A.P.: So let’s recapitulate. Keeping in mind that all of these transitional variants and conceptualization are diffuse, they still have a certain base of conditions in common, most of all the sale of labour. Knowing this, one could formulate the question as follows: can we build the basis for a solidarity between these fragmented fraction of hired labour?

antijob 2: Exactly, fragmented, but fragmented from the outside, through propaganda. Actually, all hired labour is related from the very beginning. This is the consciousness that we need to return to hired labour.

antijob 3: Today, everything is interconnected. An office worker or programmer in Moscow can’t develop his software without the hard-disks that some worker makes in his distant factory. The products of their labour are both connected to one another from the very beginning, which already creates a strong precondition for uniting.
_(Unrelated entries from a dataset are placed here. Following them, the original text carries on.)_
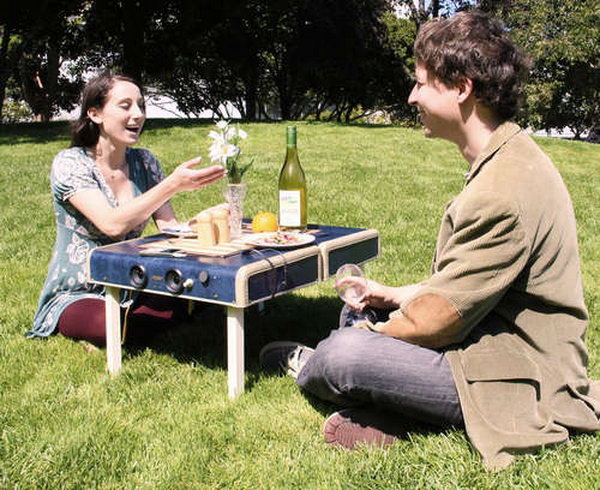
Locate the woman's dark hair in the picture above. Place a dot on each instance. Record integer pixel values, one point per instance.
(475, 45)
(85, 132)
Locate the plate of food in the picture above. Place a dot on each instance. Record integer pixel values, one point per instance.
(280, 239)
(181, 230)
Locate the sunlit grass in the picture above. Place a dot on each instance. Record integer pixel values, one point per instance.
(166, 422)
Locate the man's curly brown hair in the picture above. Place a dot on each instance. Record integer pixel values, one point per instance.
(476, 46)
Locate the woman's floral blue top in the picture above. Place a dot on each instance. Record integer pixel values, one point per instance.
(72, 171)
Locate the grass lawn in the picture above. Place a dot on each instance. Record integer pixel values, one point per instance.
(166, 421)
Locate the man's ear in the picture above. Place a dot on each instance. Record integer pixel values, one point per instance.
(465, 89)
(94, 115)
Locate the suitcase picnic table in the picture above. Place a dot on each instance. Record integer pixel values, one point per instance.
(235, 279)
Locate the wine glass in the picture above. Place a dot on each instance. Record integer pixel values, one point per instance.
(350, 283)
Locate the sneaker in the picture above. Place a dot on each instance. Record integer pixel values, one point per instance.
(286, 357)
(350, 427)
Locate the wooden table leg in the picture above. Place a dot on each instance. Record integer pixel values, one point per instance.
(235, 351)
(113, 330)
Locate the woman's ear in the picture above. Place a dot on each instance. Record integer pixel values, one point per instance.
(465, 89)
(94, 115)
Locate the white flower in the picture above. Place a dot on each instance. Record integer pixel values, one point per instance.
(222, 151)
(216, 136)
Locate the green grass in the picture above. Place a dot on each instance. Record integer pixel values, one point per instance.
(166, 422)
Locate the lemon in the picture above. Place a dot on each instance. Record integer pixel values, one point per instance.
(263, 222)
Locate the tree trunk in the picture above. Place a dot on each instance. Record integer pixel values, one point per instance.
(4, 69)
(251, 93)
(133, 39)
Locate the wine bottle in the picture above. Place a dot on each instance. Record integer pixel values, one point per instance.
(292, 187)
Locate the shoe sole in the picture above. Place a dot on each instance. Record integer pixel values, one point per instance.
(275, 345)
(340, 430)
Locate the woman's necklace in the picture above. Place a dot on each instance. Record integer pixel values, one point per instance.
(111, 174)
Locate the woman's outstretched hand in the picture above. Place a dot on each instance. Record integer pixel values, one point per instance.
(187, 178)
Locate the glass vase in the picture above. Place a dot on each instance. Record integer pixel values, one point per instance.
(234, 195)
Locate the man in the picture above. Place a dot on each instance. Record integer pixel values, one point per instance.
(493, 339)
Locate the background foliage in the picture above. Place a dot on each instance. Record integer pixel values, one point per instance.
(166, 422)
(282, 59)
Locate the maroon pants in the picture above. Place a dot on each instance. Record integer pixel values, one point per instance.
(85, 319)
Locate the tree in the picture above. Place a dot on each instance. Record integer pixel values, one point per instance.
(563, 37)
(37, 39)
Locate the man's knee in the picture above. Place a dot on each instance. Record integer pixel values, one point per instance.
(342, 352)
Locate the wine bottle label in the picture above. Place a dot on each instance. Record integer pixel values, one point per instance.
(289, 208)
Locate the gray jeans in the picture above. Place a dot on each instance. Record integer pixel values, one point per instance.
(356, 367)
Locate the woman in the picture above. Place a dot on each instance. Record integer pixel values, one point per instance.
(105, 191)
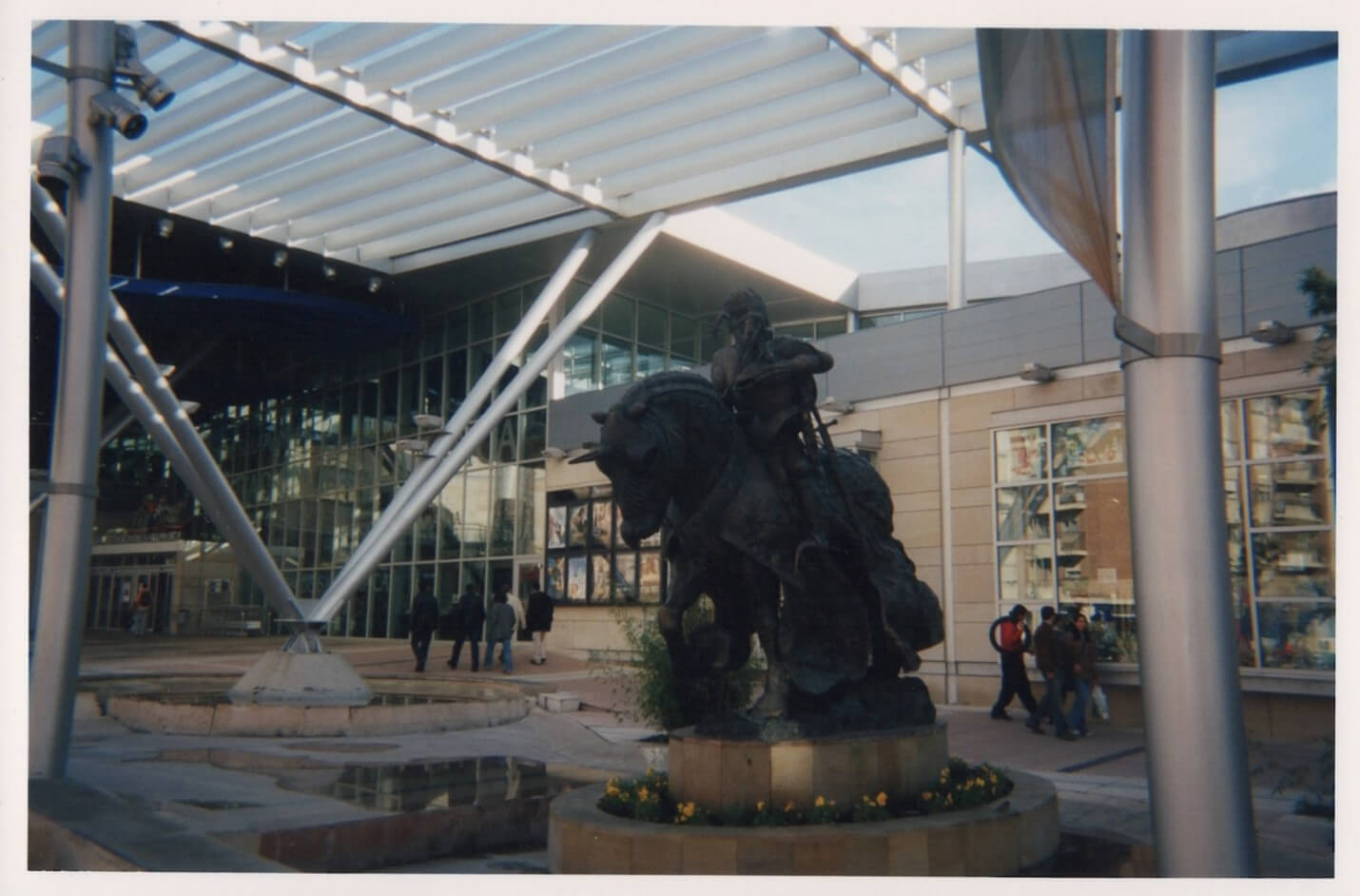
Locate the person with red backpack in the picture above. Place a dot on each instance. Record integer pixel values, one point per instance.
(1012, 642)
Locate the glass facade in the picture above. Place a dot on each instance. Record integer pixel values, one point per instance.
(1061, 515)
(316, 468)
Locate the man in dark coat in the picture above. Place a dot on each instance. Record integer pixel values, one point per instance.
(1014, 679)
(424, 619)
(538, 621)
(470, 616)
(1047, 658)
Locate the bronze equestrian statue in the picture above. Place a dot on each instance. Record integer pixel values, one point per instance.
(789, 537)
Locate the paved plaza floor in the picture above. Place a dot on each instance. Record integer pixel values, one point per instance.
(208, 786)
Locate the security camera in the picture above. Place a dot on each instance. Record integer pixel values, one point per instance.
(150, 88)
(116, 111)
(59, 162)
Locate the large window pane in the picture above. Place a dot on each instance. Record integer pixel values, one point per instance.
(1087, 448)
(1023, 513)
(1291, 494)
(1297, 635)
(1292, 563)
(1284, 426)
(1021, 455)
(1025, 573)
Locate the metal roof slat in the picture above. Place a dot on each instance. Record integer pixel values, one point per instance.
(339, 129)
(698, 105)
(775, 167)
(632, 62)
(321, 168)
(777, 48)
(217, 143)
(949, 64)
(568, 224)
(363, 195)
(486, 222)
(275, 33)
(730, 127)
(797, 133)
(445, 205)
(195, 116)
(355, 43)
(512, 66)
(439, 52)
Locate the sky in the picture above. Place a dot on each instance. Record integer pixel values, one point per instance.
(897, 216)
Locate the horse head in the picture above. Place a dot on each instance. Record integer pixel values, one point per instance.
(644, 448)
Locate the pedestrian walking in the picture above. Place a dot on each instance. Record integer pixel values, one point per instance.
(468, 617)
(424, 619)
(1046, 657)
(1081, 649)
(1012, 642)
(500, 630)
(538, 621)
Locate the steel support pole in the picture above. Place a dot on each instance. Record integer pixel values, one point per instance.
(71, 496)
(1197, 769)
(347, 582)
(228, 513)
(957, 231)
(392, 526)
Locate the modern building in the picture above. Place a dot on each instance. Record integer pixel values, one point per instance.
(999, 427)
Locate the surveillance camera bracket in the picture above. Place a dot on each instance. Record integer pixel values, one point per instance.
(1148, 344)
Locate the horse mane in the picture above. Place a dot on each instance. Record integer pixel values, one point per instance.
(702, 401)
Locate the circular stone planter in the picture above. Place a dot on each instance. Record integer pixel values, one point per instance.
(396, 710)
(720, 772)
(1002, 838)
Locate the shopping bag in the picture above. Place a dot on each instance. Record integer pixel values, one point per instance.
(1099, 703)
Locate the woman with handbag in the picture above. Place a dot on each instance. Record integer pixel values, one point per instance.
(1081, 650)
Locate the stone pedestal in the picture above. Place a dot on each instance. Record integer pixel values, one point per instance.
(718, 772)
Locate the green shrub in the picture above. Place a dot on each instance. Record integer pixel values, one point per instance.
(664, 699)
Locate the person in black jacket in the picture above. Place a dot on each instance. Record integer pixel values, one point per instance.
(470, 614)
(538, 621)
(424, 619)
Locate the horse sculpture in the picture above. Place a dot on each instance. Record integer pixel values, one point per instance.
(837, 626)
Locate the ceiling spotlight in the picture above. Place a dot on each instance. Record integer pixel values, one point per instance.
(1035, 373)
(1272, 333)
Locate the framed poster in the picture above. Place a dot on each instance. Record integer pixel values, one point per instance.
(600, 576)
(579, 525)
(555, 578)
(626, 576)
(649, 576)
(556, 528)
(601, 519)
(577, 579)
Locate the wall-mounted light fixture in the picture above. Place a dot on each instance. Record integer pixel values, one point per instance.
(835, 405)
(427, 420)
(1272, 333)
(1033, 371)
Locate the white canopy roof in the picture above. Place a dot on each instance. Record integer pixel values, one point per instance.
(401, 146)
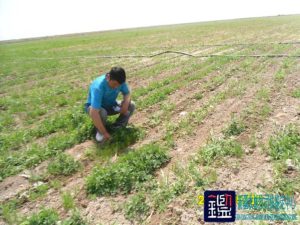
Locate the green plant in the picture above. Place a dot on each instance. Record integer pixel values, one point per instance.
(68, 201)
(218, 148)
(75, 219)
(44, 217)
(122, 176)
(63, 164)
(136, 207)
(296, 93)
(235, 128)
(38, 191)
(285, 144)
(8, 212)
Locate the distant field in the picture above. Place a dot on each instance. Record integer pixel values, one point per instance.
(201, 122)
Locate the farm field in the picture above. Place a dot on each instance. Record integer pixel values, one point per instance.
(225, 117)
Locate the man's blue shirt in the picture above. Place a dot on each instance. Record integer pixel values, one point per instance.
(101, 95)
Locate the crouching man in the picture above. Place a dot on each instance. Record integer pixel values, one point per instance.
(102, 102)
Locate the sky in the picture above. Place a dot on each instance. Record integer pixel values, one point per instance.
(38, 18)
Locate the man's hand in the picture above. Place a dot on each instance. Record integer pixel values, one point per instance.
(94, 113)
(125, 105)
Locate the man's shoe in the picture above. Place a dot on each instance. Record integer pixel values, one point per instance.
(99, 137)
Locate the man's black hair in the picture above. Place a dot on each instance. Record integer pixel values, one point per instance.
(118, 74)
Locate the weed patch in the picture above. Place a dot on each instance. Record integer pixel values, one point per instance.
(129, 170)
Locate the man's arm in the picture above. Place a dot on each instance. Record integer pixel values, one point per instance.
(94, 113)
(125, 104)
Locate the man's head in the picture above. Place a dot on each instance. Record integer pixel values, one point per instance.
(117, 76)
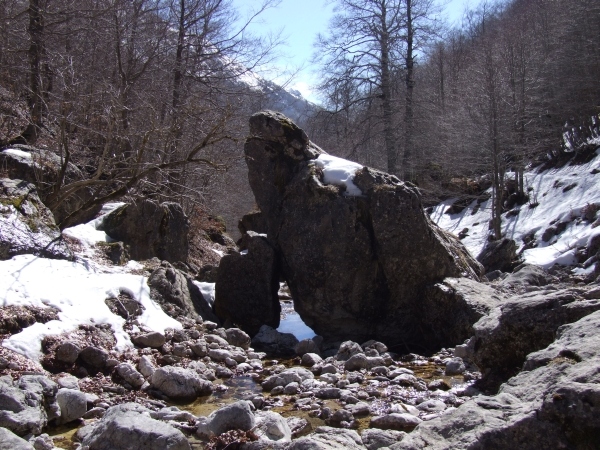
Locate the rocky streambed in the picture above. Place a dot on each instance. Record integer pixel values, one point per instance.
(361, 392)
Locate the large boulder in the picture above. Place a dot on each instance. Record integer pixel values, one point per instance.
(28, 404)
(179, 383)
(553, 403)
(129, 426)
(26, 225)
(247, 286)
(358, 259)
(459, 302)
(43, 169)
(177, 294)
(527, 323)
(499, 255)
(150, 229)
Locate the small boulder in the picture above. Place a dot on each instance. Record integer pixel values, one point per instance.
(180, 383)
The means of resistence could work in exactly the same way. Just as a factory worker can make defective disk drives, a programmer can write code that has a purposeful mistake that is extremely difficult to find. The main thing that unites the one with the other is knowing that the people above don’t give a shit about their employees, no matter where they work. They are being pressed out like lemons. This is why unites both Vasya from the factory and some Dima from the office.

antijob 1: Our goal is propaganda work, as well as working with concrete labour conflicts, however many parties are involved, be they two people or one hundred.

A.P.: Doesn’t this mean that it is your goal to normalize labour relationship within the framework of the existent system?

antijob 1: Of course not. In anarchist-communist theory, there is the term of revolutionary gymnastics. At the moment, we don’t have the objective conditions necessary to start a social revolution within three months. But revolutions will never be able to work if people don’t have experience in social struggle. Which is why we see these conflicts as a way of preparing people for more active means of making a difference.